ISSN 1866-8836
Клеточная терапия и трансплантация

AW-01. Transplantation of human hematopoietic stem cells with CCR5 knock out by CCR5-Uco-TALEN nuclease to NBSGW mice: pilot study

Yaroslava V. Komarova1, Alena I. Shakirova1, Vladislav S. Sergeev1, Svetlana A. Osipova2, Ekaterina V. Shchelina2, Anatoliya V. Onopchenko2, Marina L. Vasutina2, Olga G. Bredneva2, Kirill S. Yakovlev3, Yana R. Orshanskaya3, Konstantin V. Sivak3, Timofey E. Karpov1, Albert R. Muslimov1, Marina O. Popova1, Kirill V. Lepik1, Alexander D. Kulagin1

1 RM Gorbacheva Research Institute, Pavlov University, St. Petersburg, Russia
2 VA Almazov National Medical Research Centre, St. Petersburg, Russia
3 AA Smorodintsev Research Institute of Influenza, St. Petersburg, Russia

Contact: Dr. Kirill V. Lepik, phone: +7 (911) 783-95-08, e-mail:

doi 10.18620/ctt-1866-8836-2022-11-3-1-132


The method of hematopoietic stem cells (HSCs) transplantation to immunodeficient mice is an important component of the pre-clinical development of medicinal cell products. The traditional in vivo model used to study human hematopoiesis is NSG mice line, but currently the NBSGW is gaining interest [Adigbli, 2021]. Unlike NSG, NBSGW mice do not require pre-transplant conditioning due to the presence of a mutation of c-Kit, the SCF receptor, providing an advantage for transplanted cells. In the current study, for the first time in Russia, NBSGW line was used to study the engraftment and biodistribution of modified human HSCs after in vitro editing of the CCR5 gene mediated by TALEN nuclease. Our objective was to assess the engraftment and biodistribution after transplantation of hHSCs with CCR5 knockout mediated by TALEN nuclease.

Materials and methods

The production of CD34+ HSCs with CCR5 gene knockout cell product prototype was performed according to described protocol [Shakirova Mol. Ther.2022 30;4S1]; prototype samples were cryopreserved. The procedure of transplantation, observation of animals and biomaterial harvesting was performed in the Almazov National Medical Research Centre animal facility. The study included six NBSGW mice (females) obtained from Jackson Laboratory (USA), the median age was 9(8-10) weeks. Pre-transplant conditioning was not performed. On day 0, three mice were transplanted with CD34+ cells at a dose of 1×106, two mice at a dose of 2×106, one control animal was mock-transplanted. Animals were kept in an SPF environment, under daily supervision, weekly veterinary examination and weight control. On day 56, mice were euthanized: samples of blood, bone marrow (BM) and spleen cells were used for donor chimerism assessment by immunophenotyping (FACS) (7AAD/hCD45). The proportion of CCR5 alleles knock out was analyzed by ddPCR [Mock et al., 2015]. A histological examination of tissue samples of BM, spleen, heart, liver, kidneys, intestines, muscles and skin was performed.

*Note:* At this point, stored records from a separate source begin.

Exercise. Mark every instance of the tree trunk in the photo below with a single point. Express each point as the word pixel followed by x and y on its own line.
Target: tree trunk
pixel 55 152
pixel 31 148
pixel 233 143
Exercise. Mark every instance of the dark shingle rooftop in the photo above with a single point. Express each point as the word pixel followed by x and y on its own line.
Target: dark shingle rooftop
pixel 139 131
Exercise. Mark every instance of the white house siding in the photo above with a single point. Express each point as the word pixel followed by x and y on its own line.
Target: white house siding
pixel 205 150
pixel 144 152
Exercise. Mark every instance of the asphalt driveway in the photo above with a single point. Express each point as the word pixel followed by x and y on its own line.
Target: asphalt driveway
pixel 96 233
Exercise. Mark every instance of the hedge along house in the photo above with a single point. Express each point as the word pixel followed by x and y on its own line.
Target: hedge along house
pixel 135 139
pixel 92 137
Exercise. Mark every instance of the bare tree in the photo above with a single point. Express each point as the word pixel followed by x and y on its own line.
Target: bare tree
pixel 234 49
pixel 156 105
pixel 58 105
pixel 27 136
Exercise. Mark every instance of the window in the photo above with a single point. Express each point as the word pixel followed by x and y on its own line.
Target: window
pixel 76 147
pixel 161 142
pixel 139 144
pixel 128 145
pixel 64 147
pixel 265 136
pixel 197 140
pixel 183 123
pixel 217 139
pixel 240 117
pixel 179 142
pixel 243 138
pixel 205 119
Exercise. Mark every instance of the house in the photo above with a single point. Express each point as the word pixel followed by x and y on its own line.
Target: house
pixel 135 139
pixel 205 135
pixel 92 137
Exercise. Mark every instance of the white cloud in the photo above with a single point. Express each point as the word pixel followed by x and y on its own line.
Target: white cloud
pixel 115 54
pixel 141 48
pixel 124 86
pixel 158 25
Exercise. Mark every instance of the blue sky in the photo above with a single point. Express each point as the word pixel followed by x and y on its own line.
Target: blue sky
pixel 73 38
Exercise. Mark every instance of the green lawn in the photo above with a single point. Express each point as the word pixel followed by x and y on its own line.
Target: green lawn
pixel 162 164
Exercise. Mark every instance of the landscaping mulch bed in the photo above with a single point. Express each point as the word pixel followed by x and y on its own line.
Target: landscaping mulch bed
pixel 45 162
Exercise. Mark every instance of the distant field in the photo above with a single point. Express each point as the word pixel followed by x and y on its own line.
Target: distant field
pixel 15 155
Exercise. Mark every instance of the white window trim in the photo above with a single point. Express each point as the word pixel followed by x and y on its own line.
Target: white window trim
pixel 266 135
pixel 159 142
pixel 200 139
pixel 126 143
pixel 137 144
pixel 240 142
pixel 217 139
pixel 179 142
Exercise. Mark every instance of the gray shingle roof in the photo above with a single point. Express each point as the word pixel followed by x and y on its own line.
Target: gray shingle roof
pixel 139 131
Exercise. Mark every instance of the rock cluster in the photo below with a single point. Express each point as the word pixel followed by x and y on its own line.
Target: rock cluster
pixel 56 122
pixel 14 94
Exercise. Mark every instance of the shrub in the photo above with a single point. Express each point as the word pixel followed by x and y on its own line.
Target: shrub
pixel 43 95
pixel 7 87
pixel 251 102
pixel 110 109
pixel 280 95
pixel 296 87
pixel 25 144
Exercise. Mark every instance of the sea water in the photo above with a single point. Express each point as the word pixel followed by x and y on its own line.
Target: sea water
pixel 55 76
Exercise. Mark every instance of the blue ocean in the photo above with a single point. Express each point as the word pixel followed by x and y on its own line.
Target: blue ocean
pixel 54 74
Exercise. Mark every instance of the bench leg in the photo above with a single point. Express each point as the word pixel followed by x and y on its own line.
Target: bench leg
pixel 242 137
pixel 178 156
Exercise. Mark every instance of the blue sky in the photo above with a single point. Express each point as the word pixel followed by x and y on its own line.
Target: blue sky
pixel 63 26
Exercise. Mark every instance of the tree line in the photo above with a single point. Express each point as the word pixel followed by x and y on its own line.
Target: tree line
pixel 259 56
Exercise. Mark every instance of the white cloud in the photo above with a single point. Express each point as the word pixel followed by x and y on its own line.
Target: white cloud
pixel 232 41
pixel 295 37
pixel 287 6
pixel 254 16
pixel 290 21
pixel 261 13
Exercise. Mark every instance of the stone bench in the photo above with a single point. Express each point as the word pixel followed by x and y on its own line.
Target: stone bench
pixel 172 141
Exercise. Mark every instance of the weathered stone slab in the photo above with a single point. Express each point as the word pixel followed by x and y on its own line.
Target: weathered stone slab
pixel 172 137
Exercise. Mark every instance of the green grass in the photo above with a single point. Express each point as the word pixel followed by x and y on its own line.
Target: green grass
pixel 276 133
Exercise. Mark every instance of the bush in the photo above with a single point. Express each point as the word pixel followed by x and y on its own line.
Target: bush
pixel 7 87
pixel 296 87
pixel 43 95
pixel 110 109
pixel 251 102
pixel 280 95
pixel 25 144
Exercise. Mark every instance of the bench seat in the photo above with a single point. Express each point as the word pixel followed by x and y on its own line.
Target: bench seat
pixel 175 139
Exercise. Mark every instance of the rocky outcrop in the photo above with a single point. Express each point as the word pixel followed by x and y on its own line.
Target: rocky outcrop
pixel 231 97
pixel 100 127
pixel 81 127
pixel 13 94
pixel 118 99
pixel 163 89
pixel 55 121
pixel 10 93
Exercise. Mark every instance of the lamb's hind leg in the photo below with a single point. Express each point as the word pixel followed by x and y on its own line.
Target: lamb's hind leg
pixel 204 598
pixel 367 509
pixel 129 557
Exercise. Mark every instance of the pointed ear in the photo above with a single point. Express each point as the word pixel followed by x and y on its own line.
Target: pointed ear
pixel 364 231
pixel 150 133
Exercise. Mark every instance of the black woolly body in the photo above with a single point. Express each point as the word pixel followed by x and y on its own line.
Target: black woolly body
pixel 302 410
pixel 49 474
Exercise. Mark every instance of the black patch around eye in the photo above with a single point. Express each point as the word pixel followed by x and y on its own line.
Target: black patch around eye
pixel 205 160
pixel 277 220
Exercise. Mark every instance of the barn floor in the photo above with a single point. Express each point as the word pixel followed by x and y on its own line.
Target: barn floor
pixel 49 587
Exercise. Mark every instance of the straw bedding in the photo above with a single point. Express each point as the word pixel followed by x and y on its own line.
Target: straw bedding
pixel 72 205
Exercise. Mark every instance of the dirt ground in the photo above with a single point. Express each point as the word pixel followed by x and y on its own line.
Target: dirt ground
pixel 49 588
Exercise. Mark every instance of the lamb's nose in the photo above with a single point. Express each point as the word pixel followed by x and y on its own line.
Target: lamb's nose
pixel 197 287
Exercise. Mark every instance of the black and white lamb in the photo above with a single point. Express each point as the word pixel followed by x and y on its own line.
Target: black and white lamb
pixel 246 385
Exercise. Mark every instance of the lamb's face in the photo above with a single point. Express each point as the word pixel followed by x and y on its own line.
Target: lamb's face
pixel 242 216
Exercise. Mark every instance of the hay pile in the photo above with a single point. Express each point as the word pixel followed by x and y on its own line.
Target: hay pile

During the observation period, no lethal cases were registered. A weekly weight gain was recorded within the species norm. A chimerism level assessed by FACS was 3.8%-38.7% in BM with the maximum values in animal receiving higher HSC doses. In the blood and spleen, the level of chimerism reached 0.2%-3.8% and 0.5%-1.0%, respectively. The frequency of CCR5 gene knockout in spleen cells was 18.6% (13.4%-21.9%), in BM – 19.8%(5.6%-30.1%), in blood samples the alleles with knockout were not found. The histological structure of the skin and muscles, myocardium, intestine, liver, and kidney samples corresponded to the species norm. In the presented samples of the spleen of all animals, aplasia of the white pulp, extramedullary hematopoiesis were detected without significant differences. The histological structure of BM of the control animal was normal. Animals of the experimental group had foci of hematopoiesis formed by non-species-typical medium- and large-sized cells. Histological examination showed no signs of neoplasia.

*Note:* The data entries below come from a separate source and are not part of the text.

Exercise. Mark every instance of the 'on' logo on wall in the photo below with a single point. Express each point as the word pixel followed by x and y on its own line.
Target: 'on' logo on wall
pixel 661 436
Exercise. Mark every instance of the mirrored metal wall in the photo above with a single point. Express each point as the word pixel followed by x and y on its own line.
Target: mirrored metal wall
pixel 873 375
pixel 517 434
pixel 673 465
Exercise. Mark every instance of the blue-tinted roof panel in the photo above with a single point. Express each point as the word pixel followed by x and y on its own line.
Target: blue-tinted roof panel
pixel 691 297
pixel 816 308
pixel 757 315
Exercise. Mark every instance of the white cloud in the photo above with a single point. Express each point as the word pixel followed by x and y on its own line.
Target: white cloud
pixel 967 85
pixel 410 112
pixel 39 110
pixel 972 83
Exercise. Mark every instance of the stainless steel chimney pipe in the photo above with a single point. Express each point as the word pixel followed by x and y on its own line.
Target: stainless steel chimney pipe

In this pilot study, the method of transplantation of human HSCs to NBSGW mice was developed. In the absence of pre-transplant conditioning, the engraftment of human HSCs was demonstrated. The potential for multilinear recovery of hematopoiesis and biodistribution of HSCs after the CCR5 gene editing procedure was confirmed.


The authors are appreciated for financial support from Russian Foundation for Fundamental Studies, grant №19-29-04025мк.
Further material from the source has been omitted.